Because of the story that the reporter was able to compile there became a huge uproar that it sounded as if Texas had executed and innocent man. This was not a new thought in Texas, especially at this time. In fact, I have to wonder if the reporter had not been looking into the case in the first place because of the Cameron “Todd” Willingham case. There had been questions before Willingham's execution in February of 2004. There was an investigation done after his execution, and likely around the time the reporter began looking into this case. The investigation that was being led or at least overseen by Governor, Rick Perry, was later criticized because when it became apparent that Willingham had been convicted on faulty information and later executed by the person the state was paying to investigate the situation, Perry shut it down from moving forward. In 2007 the state Attorney General had the Cantu case looked into and much like the Willingham case there seemed to be a lot of questions in this so called investigation that did not seem to be on the up and up. It was widely reported that the investigation concluded that Cantu was guilty of the murder and hence the state had not in fact executed an innocent man. It is unclear if they released any information other than a statement that proved their claims.
Another reason the reporter may have looked specifically into this case is because in March of 2005 the Supreme Court ruled that no one could be executed if they had been a minor at the time of the crime. If Cantu were charged with this crime today at the age of seventeen the death penalty would not be an option for the prosecutors.

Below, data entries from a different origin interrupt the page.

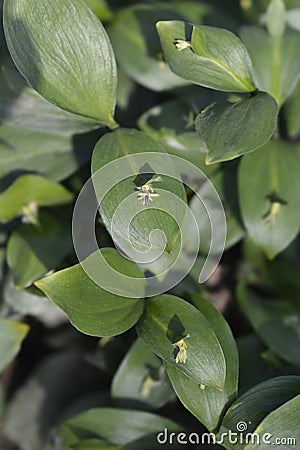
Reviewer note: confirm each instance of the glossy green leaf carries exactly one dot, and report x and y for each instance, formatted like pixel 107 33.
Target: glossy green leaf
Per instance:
pixel 269 188
pixel 11 337
pixel 28 192
pixel 117 426
pixel 275 61
pixel 90 308
pixel 253 406
pixel 212 57
pixel 229 130
pixel 141 379
pixel 283 426
pixel 208 404
pixel 55 156
pixel 32 251
pixel 277 322
pixel 63 52
pixel 120 186
pixel 136 44
pixel 169 319
pixel 21 106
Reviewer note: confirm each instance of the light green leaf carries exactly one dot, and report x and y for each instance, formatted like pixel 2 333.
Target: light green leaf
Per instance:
pixel 119 186
pixel 63 51
pixel 229 130
pixel 32 251
pixel 11 337
pixel 277 322
pixel 136 44
pixel 55 156
pixel 212 57
pixel 208 404
pixel 167 321
pixel 118 426
pixel 283 426
pixel 90 308
pixel 141 379
pixel 275 62
pixel 275 18
pixel 27 193
pixel 253 406
pixel 269 186
pixel 23 107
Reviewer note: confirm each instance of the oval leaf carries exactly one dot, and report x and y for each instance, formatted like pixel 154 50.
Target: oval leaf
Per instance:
pixel 118 182
pixel 11 337
pixel 141 379
pixel 269 184
pixel 63 51
pixel 169 320
pixel 27 193
pixel 90 308
pixel 208 56
pixel 229 130
pixel 282 426
pixel 208 404
pixel 136 44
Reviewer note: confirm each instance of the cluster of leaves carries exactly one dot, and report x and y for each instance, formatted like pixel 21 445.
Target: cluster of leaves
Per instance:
pixel 140 70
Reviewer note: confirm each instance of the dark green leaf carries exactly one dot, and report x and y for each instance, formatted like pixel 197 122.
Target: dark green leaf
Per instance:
pixel 55 156
pixel 167 321
pixel 141 379
pixel 11 337
pixel 120 186
pixel 89 307
pixel 27 193
pixel 253 406
pixel 118 426
pixel 63 51
pixel 269 186
pixel 275 61
pixel 229 130
pixel 32 251
pixel 277 322
pixel 283 426
pixel 137 46
pixel 208 404
pixel 212 57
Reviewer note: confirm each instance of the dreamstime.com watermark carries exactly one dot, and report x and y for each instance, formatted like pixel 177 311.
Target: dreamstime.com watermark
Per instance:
pixel 241 436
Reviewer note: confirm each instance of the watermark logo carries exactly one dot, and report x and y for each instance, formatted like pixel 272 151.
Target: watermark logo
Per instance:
pixel 144 174
pixel 240 436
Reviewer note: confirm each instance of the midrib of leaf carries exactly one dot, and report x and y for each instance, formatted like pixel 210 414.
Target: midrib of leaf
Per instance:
pixel 208 57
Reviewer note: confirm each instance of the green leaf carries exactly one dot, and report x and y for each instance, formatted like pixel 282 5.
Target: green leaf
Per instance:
pixel 275 18
pixel 33 251
pixel 119 186
pixel 28 192
pixel 90 308
pixel 63 51
pixel 253 406
pixel 283 426
pixel 275 61
pixel 268 188
pixel 53 155
pixel 277 322
pixel 11 337
pixel 229 130
pixel 169 319
pixel 208 404
pixel 136 44
pixel 23 107
pixel 141 379
pixel 118 426
pixel 213 57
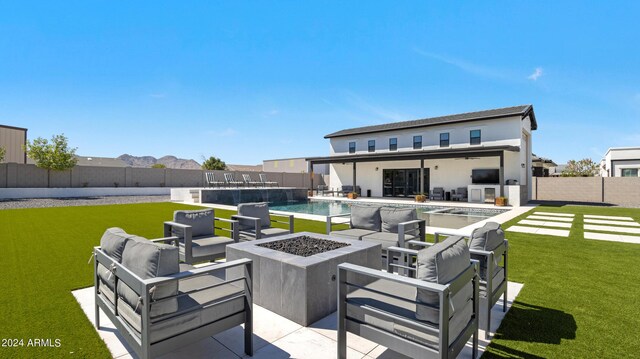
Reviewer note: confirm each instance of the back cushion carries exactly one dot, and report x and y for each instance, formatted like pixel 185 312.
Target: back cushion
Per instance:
pixel 201 221
pixel 365 217
pixel 487 237
pixel 391 217
pixel 149 260
pixel 441 263
pixel 258 210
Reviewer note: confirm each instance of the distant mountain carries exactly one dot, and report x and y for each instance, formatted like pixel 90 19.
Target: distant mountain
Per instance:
pixel 169 161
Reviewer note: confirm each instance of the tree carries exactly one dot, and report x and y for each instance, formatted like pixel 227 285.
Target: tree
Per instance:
pixel 582 168
pixel 214 163
pixel 55 155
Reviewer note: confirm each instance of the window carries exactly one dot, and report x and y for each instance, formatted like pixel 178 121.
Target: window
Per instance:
pixel 444 139
pixel 475 137
pixel 417 142
pixel 393 144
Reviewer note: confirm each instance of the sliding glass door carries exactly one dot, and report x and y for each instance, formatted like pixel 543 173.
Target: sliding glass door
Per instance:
pixel 403 182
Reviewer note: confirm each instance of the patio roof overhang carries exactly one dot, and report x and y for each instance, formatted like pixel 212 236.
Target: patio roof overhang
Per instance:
pixel 490 151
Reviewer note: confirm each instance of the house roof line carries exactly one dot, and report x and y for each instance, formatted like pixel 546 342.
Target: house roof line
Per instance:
pixel 523 111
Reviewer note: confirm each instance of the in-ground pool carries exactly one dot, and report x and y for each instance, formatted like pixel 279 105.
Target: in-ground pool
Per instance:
pixel 435 216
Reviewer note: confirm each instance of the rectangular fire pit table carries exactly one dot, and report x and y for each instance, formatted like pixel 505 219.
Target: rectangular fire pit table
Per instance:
pixel 302 289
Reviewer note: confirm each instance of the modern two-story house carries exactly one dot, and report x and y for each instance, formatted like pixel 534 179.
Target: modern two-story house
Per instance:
pixel 488 152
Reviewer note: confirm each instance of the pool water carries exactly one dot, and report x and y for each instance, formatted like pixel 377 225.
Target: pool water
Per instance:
pixel 435 216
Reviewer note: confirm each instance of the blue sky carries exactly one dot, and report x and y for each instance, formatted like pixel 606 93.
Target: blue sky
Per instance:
pixel 247 81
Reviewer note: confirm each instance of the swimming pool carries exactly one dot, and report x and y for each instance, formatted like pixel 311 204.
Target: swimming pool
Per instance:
pixel 435 216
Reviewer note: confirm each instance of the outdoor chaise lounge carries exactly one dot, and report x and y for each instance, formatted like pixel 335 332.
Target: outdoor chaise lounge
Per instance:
pixel 211 180
pixel 460 194
pixel 433 316
pixel 248 181
pixel 196 233
pixel 437 194
pixel 231 181
pixel 255 221
pixel 389 226
pixel 158 305
pixel 265 182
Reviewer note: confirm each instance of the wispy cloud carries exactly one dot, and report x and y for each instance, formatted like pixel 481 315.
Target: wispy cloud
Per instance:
pixel 464 65
pixel 536 74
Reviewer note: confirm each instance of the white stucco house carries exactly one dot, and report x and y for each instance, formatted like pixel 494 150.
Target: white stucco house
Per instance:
pixel 621 162
pixel 488 152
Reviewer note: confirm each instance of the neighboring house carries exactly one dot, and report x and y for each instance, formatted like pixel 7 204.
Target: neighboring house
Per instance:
pixel 489 152
pixel 293 165
pixel 541 166
pixel 13 139
pixel 621 162
pixel 244 168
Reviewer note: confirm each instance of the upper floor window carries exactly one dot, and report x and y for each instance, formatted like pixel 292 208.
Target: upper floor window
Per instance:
pixel 444 139
pixel 417 142
pixel 475 137
pixel 393 144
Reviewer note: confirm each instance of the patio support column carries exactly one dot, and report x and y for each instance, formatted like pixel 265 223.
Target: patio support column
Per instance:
pixel 501 173
pixel 422 176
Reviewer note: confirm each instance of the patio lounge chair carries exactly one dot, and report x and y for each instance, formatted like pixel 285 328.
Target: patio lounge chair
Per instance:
pixel 430 317
pixel 488 245
pixel 460 194
pixel 195 231
pixel 389 226
pixel 437 194
pixel 255 221
pixel 250 182
pixel 228 177
pixel 158 305
pixel 266 182
pixel 211 180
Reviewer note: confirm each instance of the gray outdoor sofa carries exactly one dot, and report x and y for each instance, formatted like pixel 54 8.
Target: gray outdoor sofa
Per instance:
pixel 255 221
pixel 389 226
pixel 196 233
pixel 157 304
pixel 430 317
pixel 488 246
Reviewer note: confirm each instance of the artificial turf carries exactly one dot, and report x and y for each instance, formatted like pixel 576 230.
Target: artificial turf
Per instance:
pixel 581 297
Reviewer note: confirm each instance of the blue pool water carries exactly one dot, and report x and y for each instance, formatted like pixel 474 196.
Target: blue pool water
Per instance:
pixel 435 216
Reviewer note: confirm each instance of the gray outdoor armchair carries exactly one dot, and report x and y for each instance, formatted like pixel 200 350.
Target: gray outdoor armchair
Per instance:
pixel 437 194
pixel 196 232
pixel 158 305
pixel 255 221
pixel 431 317
pixel 488 245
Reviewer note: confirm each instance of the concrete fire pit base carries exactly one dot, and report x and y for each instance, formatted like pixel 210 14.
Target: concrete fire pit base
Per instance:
pixel 302 289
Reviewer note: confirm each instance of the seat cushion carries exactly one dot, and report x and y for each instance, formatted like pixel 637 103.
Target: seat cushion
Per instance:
pixel 361 302
pixel 256 210
pixel 201 221
pixel 150 260
pixel 386 239
pixel 392 216
pixel 206 246
pixel 209 305
pixel 353 233
pixel 365 217
pixel 442 263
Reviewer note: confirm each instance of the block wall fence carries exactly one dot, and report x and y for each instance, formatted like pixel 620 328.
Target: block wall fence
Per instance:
pixel 15 175
pixel 622 191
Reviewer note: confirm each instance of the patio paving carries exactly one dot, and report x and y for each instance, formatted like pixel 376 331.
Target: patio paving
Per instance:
pixel 276 337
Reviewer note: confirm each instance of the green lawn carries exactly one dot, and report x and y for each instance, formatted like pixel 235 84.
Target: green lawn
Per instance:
pixel 581 298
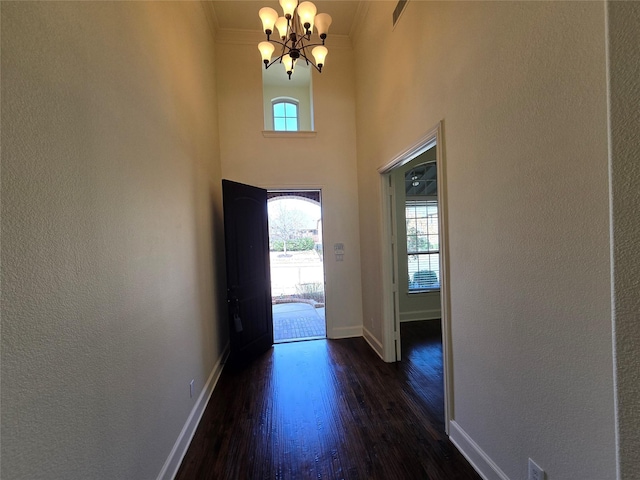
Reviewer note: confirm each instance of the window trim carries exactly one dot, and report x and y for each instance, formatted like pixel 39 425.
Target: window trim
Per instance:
pixel 284 101
pixel 426 201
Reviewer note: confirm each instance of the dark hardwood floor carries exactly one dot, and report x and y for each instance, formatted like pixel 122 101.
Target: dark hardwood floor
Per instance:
pixel 330 409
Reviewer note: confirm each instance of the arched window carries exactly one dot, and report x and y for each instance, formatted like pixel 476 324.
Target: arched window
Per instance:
pixel 285 114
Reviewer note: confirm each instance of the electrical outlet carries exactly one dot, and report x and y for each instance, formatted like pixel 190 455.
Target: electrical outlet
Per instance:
pixel 535 472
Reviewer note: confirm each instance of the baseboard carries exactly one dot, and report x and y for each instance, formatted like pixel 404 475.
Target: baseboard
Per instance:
pixel 171 466
pixel 373 342
pixel 418 315
pixel 480 461
pixel 346 332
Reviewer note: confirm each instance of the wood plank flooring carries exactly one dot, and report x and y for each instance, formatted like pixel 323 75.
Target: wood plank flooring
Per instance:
pixel 330 409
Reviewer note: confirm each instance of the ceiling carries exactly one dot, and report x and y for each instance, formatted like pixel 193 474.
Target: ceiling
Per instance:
pixel 243 15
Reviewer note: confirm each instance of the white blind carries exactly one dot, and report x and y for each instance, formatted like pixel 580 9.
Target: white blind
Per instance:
pixel 423 245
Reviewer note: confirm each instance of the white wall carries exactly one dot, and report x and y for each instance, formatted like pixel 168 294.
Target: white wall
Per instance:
pixel 110 229
pixel 624 115
pixel 520 87
pixel 326 161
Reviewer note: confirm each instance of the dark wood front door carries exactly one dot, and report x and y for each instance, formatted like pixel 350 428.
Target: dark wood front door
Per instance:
pixel 248 276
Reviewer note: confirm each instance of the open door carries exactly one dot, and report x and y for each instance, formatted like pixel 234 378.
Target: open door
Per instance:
pixel 246 235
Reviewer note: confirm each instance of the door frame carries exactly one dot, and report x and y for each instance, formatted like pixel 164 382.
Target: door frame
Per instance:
pixel 318 188
pixel 391 312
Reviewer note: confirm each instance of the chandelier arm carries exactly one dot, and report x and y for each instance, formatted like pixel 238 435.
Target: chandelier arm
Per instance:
pixel 309 61
pixel 277 59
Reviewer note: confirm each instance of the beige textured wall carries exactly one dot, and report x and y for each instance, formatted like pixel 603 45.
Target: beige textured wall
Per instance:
pixel 624 111
pixel 521 88
pixel 110 196
pixel 326 161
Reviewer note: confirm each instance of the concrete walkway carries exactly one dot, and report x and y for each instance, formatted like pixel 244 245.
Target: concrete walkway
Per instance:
pixel 297 321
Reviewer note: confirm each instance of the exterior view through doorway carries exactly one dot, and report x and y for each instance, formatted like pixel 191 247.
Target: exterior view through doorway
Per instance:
pixel 297 268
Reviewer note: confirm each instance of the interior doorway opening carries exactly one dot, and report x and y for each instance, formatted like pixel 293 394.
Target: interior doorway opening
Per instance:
pixel 297 265
pixel 395 278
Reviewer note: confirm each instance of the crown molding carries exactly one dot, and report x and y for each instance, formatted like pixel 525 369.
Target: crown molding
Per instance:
pixel 253 37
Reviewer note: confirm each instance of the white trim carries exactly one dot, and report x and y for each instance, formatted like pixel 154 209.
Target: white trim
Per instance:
pixel 478 459
pixel 418 315
pixel 390 305
pixel 179 450
pixel 373 342
pixel 425 142
pixel 288 134
pixel 346 332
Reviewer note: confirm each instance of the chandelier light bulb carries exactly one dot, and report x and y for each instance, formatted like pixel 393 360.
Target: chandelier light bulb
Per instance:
pixel 293 39
pixel 288 6
pixel 266 49
pixel 319 53
pixel 307 12
pixel 323 21
pixel 268 16
pixel 289 64
pixel 281 25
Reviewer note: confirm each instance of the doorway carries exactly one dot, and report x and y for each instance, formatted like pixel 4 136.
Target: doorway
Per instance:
pixel 390 260
pixel 297 265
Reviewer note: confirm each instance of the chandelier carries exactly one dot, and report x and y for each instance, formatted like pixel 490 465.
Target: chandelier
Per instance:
pixel 295 29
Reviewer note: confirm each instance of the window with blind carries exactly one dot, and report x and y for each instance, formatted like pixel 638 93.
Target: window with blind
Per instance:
pixel 423 246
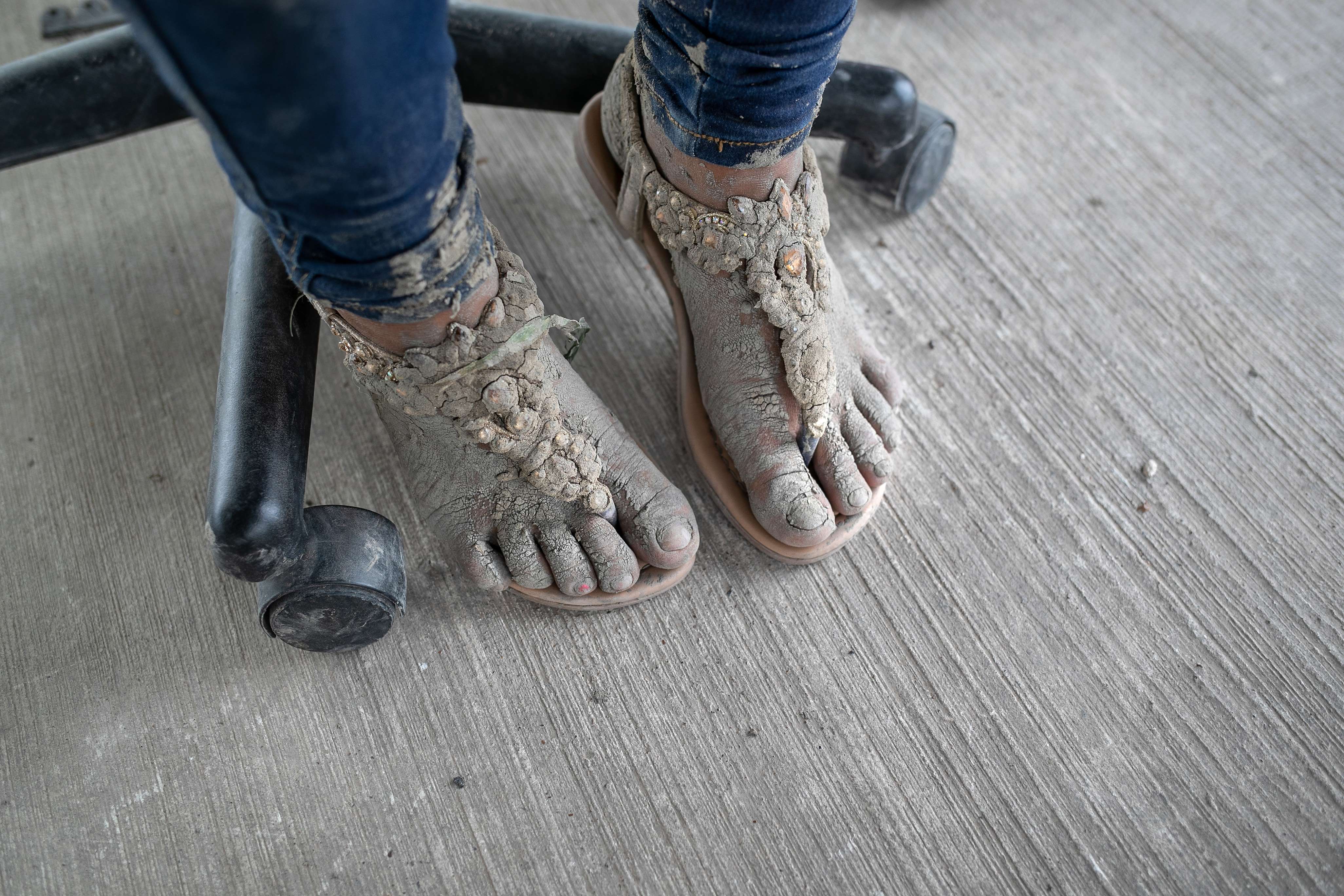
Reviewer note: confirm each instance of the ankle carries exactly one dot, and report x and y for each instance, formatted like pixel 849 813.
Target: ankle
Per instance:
pixel 714 185
pixel 432 331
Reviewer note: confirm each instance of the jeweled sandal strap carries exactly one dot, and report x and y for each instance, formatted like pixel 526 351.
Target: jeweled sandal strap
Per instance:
pixel 777 245
pixel 496 383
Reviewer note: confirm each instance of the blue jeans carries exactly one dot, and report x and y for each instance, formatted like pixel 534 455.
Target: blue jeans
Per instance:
pixel 341 121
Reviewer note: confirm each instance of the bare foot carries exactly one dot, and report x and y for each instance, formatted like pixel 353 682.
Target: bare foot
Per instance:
pixel 518 467
pixel 783 361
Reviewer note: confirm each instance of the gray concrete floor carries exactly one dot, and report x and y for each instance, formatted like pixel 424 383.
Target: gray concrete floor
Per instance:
pixel 1015 680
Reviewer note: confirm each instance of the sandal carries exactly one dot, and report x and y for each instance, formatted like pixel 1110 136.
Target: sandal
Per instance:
pixel 494 386
pixel 775 245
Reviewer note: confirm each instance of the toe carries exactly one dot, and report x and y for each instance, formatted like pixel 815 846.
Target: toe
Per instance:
pixel 869 452
pixel 838 473
pixel 522 557
pixel 880 414
pixel 569 565
pixel 652 513
pixel 882 374
pixel 790 503
pixel 484 566
pixel 611 558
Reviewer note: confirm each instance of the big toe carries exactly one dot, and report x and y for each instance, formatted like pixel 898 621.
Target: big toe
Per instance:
pixel 792 507
pixel 654 515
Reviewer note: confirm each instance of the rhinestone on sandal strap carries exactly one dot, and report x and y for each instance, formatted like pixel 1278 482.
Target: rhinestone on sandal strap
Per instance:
pixel 496 383
pixel 779 245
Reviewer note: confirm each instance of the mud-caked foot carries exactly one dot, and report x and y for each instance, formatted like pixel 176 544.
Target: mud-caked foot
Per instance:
pixel 515 464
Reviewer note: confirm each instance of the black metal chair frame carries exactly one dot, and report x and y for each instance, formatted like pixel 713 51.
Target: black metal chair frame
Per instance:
pixel 331 577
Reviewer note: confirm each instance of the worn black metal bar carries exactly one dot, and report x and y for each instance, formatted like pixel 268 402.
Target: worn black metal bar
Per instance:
pixel 104 86
pixel 264 406
pixel 80 95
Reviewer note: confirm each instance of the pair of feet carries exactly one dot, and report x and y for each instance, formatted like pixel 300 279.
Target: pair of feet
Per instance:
pixel 503 530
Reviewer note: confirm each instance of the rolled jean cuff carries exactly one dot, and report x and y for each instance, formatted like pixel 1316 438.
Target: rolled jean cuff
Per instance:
pixel 431 277
pixel 740 107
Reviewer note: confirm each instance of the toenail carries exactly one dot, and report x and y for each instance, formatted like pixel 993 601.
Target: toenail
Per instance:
pixel 674 536
pixel 806 513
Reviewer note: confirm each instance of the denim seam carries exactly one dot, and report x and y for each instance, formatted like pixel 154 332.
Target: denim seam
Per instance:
pixel 729 143
pixel 202 115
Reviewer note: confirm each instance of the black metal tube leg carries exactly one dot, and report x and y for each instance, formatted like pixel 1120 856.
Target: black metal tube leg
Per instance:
pixel 331 578
pixel 264 406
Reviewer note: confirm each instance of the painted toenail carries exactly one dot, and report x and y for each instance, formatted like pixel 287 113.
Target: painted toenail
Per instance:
pixel 674 536
pixel 806 513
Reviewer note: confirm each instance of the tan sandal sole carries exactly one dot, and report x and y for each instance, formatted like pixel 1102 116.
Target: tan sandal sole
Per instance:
pixel 604 177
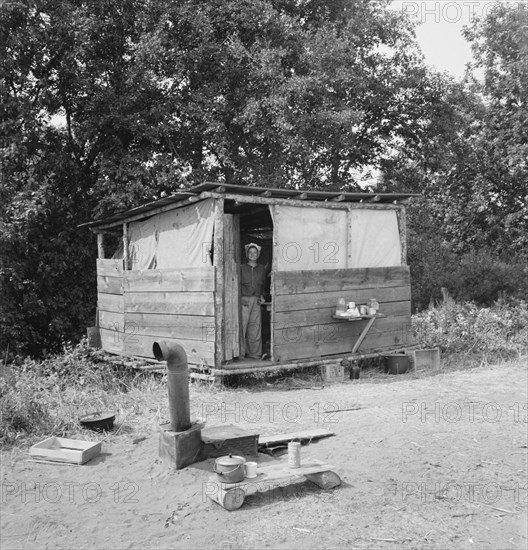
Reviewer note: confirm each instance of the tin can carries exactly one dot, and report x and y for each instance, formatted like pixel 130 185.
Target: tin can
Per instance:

In my opinion without a murder weapon or a properly collected crime scene it would be impossible for the state to conclusively prove that Ruben Cantu committed the crime for which he was convicted and executed. Even at his trial in 1985 it was said the only evidence came from an eyewitness who has since recanted his identification. In the same respect, it does not surprise me in the least if it were to have found him conclusively innocent. At the rate in which Texas was executing people it seems unreasonable to believe that innocent people were not executed. A 2015 article stated that 527 people had been executed in Texas since the death penalty had been reinstated in 1976. That was an average of over 13 inmates a year so just over one a month. However, in their “hey day” it was much more than that. Over the last several years, while they still perform executions in Texas it is at a much, much slower rate.